54 - Putra Bima Sakti

Bandung, 2010.

Sakti memasuki kelas dengan tumpukan berkas di tangannya, pandangannya mau tidak mau langsung tertuju pada sosok gadis di pojok ruangan. Ia sedang memandangi cap tangan para murid XII IPA 3 yang masing-masing tertera nama di bawahnya. Hal itu jadi mengingatkan Sakti beberapa bulan lalu pada saat mereka akan mengikuti lomba dekorasi kelas dan Sensen menyarankan semua siswa membuat cap tangan di dinding bagian belakang untuk menghemat ongkos—sepertinya Sensen memang terlahir untuk menjadi bendahara. Semua jejak tangan terukir jelas dan rapi di sana, termasuk milik Bu Ros.

“Kalau mau piket bareng-bareng dong Nad, kan yang pake kelas ini bukan cuma kamu,” Sakti berjalan mendekati Nada yang sedari tadi menempelkan tangannya pada cap tangan Raga. Tangannya begitu tampak mungil disandingkan dengan cap tangan Raga. Nada melirik Sakti tidak bersemangat, “Ternyata IPA 3 pernah serame ini ya?” ucapnya sembari memperhatikan cap tangan teman-teman sekelasnya yang lain. Entah pertanyaan atau pernyataan, yang Sakti tahu, Nada hanya butuh didengar.

“Awalnya Bu Ros, terus Dwiki, tiba-tiba Kei, dan sekarang Raga. Kenapa semua pergi satu per satu ya? Gak pake pamit lagi..”

Nada merupakan gadis paling ceria yang pernah Sakti kenal. Tidak ada yang pernah menyadari seberapa berat hari-hari Nada lalui saking hebatnya ia menyamarkan isi hati dan kepalanya. Namun sore ini, Sakti tidak mendapati sinar yang biasanya terpancar dari gadis itu.
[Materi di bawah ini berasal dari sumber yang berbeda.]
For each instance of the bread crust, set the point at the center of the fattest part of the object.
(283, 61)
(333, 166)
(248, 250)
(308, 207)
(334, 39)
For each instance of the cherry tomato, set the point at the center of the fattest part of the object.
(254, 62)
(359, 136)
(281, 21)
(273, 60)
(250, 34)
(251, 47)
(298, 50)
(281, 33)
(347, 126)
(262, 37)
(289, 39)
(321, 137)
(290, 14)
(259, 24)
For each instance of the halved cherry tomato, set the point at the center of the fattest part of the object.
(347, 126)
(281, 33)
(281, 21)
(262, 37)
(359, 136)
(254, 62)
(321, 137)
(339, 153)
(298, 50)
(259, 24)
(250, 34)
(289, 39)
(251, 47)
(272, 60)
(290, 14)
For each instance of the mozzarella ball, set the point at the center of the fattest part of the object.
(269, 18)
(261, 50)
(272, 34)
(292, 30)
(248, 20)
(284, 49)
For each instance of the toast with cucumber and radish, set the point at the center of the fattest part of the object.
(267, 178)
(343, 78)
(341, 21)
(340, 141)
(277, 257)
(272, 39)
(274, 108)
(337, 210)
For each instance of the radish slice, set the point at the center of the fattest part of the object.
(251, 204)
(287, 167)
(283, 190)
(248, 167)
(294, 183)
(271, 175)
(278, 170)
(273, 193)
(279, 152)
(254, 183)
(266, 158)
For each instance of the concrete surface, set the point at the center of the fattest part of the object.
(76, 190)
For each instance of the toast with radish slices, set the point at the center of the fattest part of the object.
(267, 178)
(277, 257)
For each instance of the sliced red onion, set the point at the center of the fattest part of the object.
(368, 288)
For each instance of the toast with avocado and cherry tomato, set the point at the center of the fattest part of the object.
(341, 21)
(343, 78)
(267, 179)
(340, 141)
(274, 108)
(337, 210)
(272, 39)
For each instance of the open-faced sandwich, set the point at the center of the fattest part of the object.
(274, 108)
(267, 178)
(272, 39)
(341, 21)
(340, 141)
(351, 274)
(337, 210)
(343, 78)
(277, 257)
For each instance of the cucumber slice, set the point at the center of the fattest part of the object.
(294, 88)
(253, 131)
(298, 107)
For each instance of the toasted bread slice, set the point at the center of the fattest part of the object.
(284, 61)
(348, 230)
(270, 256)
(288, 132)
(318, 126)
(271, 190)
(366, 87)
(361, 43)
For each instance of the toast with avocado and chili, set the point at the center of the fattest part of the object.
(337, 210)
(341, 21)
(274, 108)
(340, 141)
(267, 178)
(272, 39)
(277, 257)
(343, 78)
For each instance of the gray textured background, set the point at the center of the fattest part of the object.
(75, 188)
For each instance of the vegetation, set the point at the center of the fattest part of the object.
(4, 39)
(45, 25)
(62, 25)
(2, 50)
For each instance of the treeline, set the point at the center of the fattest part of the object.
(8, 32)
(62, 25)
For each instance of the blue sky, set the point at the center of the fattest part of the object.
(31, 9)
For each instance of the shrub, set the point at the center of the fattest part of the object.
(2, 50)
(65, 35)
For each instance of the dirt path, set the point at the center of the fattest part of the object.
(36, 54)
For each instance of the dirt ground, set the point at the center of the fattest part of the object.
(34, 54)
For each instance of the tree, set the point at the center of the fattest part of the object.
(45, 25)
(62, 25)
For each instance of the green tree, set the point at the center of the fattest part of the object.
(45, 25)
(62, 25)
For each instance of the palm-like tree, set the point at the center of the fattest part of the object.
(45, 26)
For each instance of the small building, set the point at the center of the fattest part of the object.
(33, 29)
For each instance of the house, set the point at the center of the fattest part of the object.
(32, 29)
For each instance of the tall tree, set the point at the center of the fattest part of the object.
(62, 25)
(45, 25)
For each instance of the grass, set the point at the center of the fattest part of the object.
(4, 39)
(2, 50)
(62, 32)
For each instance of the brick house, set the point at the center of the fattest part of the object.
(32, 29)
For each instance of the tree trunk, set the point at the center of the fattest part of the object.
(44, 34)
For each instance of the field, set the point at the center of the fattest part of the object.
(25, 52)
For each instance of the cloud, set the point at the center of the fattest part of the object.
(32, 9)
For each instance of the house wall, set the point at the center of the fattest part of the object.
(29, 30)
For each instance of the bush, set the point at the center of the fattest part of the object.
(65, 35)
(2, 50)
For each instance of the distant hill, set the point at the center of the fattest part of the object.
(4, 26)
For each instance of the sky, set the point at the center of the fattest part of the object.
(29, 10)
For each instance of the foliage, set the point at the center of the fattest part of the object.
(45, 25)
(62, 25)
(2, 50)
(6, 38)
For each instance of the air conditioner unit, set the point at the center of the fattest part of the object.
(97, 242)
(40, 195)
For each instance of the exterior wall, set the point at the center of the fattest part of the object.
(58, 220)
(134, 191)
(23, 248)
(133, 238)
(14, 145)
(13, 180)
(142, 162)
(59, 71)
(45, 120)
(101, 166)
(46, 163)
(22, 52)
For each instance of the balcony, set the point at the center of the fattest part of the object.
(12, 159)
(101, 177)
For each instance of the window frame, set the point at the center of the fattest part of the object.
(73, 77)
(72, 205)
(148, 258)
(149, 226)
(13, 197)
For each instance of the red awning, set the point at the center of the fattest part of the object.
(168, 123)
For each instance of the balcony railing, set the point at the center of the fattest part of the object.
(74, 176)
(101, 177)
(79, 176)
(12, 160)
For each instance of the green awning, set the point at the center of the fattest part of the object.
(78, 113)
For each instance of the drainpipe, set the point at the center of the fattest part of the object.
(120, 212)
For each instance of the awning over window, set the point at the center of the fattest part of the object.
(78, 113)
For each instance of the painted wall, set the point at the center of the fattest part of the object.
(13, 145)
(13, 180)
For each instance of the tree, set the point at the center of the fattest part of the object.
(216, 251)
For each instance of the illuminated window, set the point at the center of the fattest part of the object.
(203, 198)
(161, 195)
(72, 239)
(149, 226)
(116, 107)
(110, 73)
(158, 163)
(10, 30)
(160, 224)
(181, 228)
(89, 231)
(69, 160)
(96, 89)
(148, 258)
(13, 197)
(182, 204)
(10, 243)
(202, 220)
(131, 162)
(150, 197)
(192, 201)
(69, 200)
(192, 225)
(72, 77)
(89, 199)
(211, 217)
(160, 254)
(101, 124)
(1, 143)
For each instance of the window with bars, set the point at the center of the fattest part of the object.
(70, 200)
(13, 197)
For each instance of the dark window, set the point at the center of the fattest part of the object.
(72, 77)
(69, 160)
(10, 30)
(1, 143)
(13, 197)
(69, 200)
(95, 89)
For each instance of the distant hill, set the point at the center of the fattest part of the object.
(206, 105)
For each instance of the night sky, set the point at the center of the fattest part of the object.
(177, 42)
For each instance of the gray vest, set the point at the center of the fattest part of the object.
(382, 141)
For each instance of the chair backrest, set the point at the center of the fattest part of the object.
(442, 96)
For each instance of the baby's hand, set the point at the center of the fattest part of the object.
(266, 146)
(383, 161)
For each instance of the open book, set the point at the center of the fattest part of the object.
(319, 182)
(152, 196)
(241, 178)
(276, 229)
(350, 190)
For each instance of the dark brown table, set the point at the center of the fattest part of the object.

“Yang paling menyedihkan dari perpisahan itu mereka yang ditinggalkan tiba-tiba.” Ada pilu dan rindu dalam kalimat itu. “Karena, di lubuk hati yang terdalam, mereka masih berharap, menunggu, mengenang.”

“Raga pasti balik, Nad. Dia janji bakalan tanding futsal lagi kalau udah sehat.” Sejujurnya Sakti pun tidak yakin dengan perkataannya sendiri, tapi baginya, jika harapan itu bisa menghidupkan semangat Nada, dia tidak keberatan menjadi pembual. Ya, dia sudah berjanji pada Raga, untuk menjaga Renada. Dan bagi seorang Sakti, janji adalah hutang seumur hidup.

“Tolong jagain Renada ya, dia itu ceroboh. Selalu sibuk nolongin orang lain, suka lupa sama dirinya sendiri. Dia gak pernah ngeluh kalau capek, dia gak pernah gak senyum meskipun lagi sedih, apalagi marah. Buat dia, kenyamanan orang lain lebih penting. Jangan biarin dia piket sendirian di kelas sepulang sekolah. Kalau maneh gak bisa bantu, seenggaknya temenin dia. Ajak dia ngobrol, atau sekedar jadi pendengar. Tolong jagain Renada semampu maneh ya.”